Capítulo Cinquenta e Dois: A Adaga Voadora
Chu Qing corria sob o véu da noite, saltando de telhado em telhado entre os edifícios. Seus passos eram tão leves que não perturbavam o descanso de quem repousava dentro das casas. Em sua mente, ainda ecoava o duelo recente com Cheng Sihai. Tudo acontecera rapidamente, mas a situação estava longe de ser simples. O golpe crucial foi aquele em que ele cortou a raiz do sopro vital do adversário, impedindo-o de reagir. Se Cheng Sihai tivesse conseguido romper a espada cravada em seu corpo, talvez o desfecho da luta tivesse sido bem mais complicado.
Mesmo assim, Qing considerava que, em um confronto direto, provavelmente sairia vitorioso.
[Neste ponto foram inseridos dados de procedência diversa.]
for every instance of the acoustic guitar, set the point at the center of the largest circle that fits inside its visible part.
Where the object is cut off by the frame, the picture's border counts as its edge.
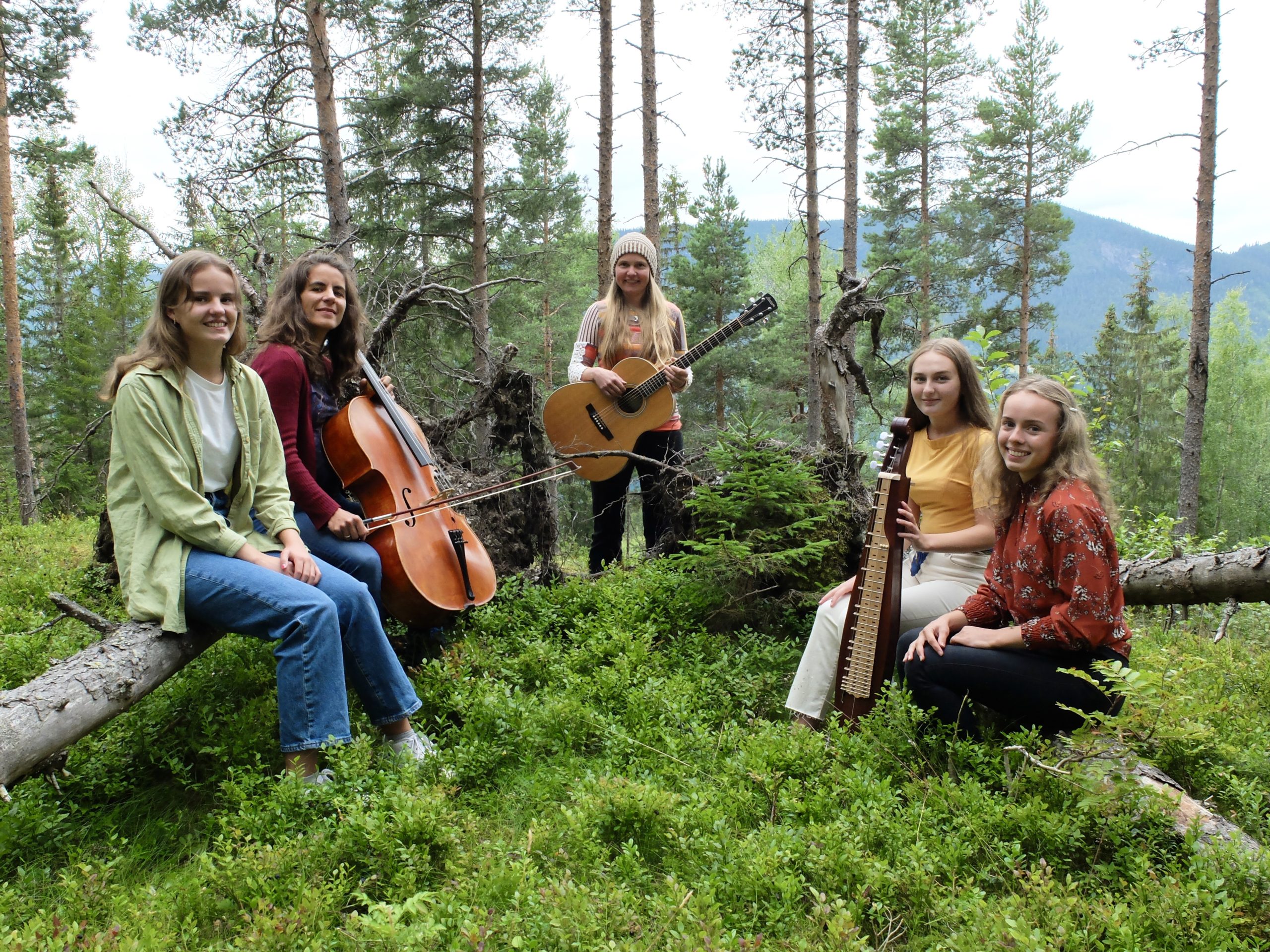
(581, 419)
(870, 634)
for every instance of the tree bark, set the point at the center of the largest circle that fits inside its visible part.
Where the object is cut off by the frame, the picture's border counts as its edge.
(1198, 579)
(23, 463)
(605, 197)
(79, 695)
(1202, 282)
(338, 214)
(813, 225)
(82, 694)
(648, 84)
(480, 237)
(838, 390)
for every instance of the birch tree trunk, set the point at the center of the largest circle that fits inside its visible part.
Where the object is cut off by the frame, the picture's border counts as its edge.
(605, 197)
(813, 225)
(338, 214)
(648, 85)
(23, 463)
(1202, 282)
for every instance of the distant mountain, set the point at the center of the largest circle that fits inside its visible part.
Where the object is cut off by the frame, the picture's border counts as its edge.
(1104, 253)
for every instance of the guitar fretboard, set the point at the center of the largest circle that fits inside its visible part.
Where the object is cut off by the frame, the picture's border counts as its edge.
(658, 380)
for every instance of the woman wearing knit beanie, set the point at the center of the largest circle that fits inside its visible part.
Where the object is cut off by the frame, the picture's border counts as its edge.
(634, 319)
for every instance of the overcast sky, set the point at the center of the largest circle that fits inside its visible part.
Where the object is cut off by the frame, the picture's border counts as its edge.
(123, 96)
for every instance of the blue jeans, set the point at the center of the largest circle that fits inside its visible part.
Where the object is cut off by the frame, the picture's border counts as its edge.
(320, 635)
(357, 559)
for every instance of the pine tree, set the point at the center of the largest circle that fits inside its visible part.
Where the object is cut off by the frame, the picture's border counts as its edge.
(1020, 168)
(544, 202)
(922, 92)
(711, 277)
(37, 44)
(675, 202)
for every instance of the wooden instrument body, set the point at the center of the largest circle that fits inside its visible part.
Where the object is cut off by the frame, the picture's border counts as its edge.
(425, 583)
(870, 634)
(581, 419)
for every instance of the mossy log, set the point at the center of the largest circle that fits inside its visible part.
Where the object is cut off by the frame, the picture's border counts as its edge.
(80, 694)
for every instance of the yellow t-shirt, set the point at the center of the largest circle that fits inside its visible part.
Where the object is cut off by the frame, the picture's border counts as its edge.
(943, 479)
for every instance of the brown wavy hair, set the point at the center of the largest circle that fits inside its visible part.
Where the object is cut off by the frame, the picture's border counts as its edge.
(163, 342)
(972, 404)
(285, 320)
(1072, 457)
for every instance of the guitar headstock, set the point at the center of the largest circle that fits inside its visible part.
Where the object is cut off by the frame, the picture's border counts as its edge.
(758, 310)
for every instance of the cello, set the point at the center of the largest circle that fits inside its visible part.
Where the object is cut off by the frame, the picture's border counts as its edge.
(434, 564)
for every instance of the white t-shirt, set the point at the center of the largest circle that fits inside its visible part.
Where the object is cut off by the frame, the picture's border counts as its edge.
(221, 441)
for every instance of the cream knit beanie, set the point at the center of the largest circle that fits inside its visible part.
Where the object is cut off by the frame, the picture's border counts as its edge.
(634, 243)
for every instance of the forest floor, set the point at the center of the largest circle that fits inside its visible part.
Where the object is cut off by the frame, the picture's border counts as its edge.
(618, 774)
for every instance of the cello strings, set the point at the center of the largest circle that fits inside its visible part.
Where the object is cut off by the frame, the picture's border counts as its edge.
(439, 503)
(440, 499)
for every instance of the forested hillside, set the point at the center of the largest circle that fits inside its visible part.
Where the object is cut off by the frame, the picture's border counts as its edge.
(618, 762)
(1104, 254)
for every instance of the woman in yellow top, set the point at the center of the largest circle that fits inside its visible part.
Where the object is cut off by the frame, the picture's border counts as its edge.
(948, 521)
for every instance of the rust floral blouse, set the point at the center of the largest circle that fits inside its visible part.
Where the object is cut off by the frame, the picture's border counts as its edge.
(1055, 572)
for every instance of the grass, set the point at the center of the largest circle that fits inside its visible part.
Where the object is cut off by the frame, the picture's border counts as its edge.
(622, 778)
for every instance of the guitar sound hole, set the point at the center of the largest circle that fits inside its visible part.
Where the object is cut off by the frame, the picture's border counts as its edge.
(631, 403)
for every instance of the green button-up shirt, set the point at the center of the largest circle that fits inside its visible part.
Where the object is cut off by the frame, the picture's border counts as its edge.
(154, 490)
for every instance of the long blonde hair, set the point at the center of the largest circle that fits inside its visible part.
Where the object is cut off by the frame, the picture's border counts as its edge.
(972, 404)
(163, 342)
(285, 320)
(657, 334)
(1072, 457)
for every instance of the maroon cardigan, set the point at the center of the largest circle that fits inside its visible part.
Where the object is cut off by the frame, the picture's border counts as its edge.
(286, 377)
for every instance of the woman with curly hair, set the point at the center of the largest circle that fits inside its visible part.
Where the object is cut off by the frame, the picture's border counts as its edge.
(203, 527)
(1052, 597)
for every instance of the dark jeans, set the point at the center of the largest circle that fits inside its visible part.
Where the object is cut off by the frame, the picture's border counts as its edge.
(609, 498)
(1021, 685)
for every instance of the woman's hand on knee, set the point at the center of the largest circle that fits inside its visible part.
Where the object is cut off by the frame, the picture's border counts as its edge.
(974, 636)
(937, 635)
(838, 592)
(295, 561)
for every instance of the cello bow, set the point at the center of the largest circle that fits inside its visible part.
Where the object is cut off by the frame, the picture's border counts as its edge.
(872, 630)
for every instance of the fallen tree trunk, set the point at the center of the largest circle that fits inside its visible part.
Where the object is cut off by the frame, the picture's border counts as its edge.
(83, 692)
(1198, 579)
(80, 694)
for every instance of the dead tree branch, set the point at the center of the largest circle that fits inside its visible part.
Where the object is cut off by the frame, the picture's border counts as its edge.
(80, 613)
(1198, 579)
(253, 296)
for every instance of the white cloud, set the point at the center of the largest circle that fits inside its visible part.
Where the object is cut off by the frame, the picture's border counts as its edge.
(124, 96)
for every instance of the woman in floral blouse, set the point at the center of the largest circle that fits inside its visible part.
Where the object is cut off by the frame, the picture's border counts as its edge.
(1052, 595)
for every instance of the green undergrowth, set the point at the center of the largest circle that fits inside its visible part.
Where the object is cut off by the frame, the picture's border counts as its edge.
(619, 776)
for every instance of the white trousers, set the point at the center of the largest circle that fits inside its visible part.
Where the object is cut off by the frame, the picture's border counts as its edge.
(943, 584)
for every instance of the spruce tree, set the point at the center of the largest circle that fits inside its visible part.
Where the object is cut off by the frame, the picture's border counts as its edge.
(710, 280)
(37, 45)
(1020, 168)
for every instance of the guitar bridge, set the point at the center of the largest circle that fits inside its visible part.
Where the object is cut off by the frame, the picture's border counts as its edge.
(600, 423)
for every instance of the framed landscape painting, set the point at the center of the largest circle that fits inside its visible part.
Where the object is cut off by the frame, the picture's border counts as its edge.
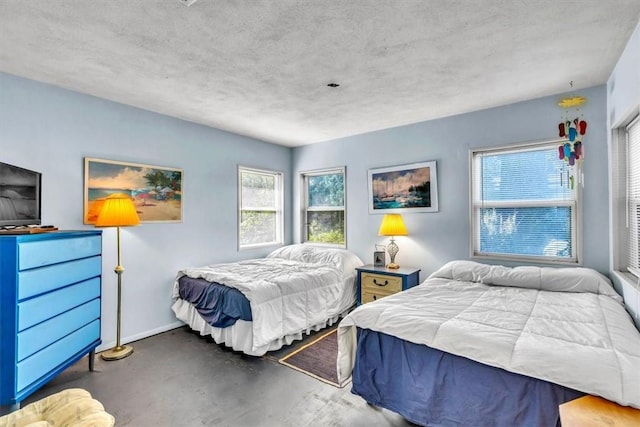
(156, 191)
(404, 189)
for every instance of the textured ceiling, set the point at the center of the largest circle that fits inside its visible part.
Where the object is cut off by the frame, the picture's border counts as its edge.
(261, 68)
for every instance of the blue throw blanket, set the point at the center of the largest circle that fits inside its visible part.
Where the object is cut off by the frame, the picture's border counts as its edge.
(219, 305)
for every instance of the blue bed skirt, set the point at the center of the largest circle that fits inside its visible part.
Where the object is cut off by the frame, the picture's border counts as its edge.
(433, 388)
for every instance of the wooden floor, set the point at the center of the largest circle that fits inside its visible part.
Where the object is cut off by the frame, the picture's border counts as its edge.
(180, 379)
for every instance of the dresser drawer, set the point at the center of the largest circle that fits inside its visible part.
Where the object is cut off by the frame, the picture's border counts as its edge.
(47, 359)
(46, 252)
(46, 333)
(36, 310)
(379, 283)
(44, 279)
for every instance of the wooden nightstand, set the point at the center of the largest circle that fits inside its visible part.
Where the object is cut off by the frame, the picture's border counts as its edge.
(378, 282)
(592, 411)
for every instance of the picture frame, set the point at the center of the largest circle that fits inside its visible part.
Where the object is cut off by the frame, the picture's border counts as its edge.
(155, 190)
(404, 189)
(379, 258)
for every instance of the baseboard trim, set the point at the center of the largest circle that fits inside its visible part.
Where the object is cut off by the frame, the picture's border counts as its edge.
(142, 335)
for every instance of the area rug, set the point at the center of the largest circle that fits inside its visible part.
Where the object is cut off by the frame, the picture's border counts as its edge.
(317, 358)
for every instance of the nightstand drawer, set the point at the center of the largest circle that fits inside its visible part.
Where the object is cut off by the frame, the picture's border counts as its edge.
(374, 282)
(379, 283)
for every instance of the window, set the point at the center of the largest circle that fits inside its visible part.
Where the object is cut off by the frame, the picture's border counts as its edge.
(260, 211)
(324, 206)
(633, 196)
(525, 204)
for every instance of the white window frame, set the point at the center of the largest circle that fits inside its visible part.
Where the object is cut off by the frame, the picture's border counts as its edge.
(622, 170)
(475, 205)
(278, 207)
(305, 204)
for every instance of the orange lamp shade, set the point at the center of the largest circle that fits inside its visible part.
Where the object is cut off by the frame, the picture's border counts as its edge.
(392, 225)
(118, 210)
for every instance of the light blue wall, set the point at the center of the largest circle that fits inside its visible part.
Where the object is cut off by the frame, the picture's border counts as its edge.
(623, 104)
(51, 130)
(435, 238)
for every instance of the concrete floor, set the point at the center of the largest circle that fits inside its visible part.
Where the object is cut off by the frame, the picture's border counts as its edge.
(180, 379)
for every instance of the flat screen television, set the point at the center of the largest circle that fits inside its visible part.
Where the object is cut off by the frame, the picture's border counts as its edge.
(19, 196)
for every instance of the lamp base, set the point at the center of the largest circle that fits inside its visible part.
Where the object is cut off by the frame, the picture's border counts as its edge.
(117, 353)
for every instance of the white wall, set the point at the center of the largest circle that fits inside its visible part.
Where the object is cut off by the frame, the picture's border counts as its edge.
(435, 238)
(623, 104)
(51, 130)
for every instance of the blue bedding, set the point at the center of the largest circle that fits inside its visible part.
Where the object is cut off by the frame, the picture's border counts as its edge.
(433, 388)
(219, 305)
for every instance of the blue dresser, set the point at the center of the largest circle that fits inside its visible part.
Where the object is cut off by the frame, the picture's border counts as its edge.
(50, 291)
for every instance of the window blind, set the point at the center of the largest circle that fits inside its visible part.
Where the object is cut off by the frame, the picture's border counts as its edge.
(633, 195)
(524, 204)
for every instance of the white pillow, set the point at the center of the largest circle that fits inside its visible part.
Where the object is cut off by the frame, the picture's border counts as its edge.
(569, 279)
(346, 261)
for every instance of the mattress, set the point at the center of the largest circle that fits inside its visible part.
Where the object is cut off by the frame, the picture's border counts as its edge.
(566, 326)
(435, 388)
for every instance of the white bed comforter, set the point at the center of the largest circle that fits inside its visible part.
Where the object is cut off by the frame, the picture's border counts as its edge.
(567, 326)
(286, 295)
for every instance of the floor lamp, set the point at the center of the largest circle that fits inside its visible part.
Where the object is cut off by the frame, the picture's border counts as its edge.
(118, 211)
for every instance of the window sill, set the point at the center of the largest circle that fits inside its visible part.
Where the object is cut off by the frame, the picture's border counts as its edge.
(626, 278)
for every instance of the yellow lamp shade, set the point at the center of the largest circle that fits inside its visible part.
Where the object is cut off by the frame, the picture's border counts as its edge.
(118, 210)
(392, 225)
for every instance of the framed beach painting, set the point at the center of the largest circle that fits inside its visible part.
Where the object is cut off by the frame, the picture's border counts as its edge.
(156, 191)
(404, 189)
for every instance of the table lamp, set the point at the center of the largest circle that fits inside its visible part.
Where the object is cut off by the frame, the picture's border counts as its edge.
(118, 211)
(392, 225)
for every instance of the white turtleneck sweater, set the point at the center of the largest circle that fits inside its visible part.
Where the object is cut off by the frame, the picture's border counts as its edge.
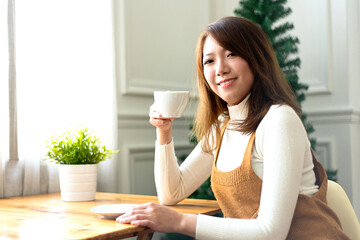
(281, 157)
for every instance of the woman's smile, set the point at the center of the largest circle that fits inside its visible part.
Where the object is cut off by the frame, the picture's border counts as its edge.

Contudo, pensar é fácil; quando o combate realmente começa, quem pode prever todas as variáveis? “Talvez devesse procurar um oponente à altura e travar um duelo frente a frente”, ponderou. Assassinatos são parte da natureza de um assassino, mas enfrentar alguém de frente permitiria que ele compreendesse melhor suas próprias habilidades marciais. Do contrário, seguir sempre por esse caminho poderia lhe dar a falsa impressão de que ninguém jamais escaparia de sua lâmina fatal.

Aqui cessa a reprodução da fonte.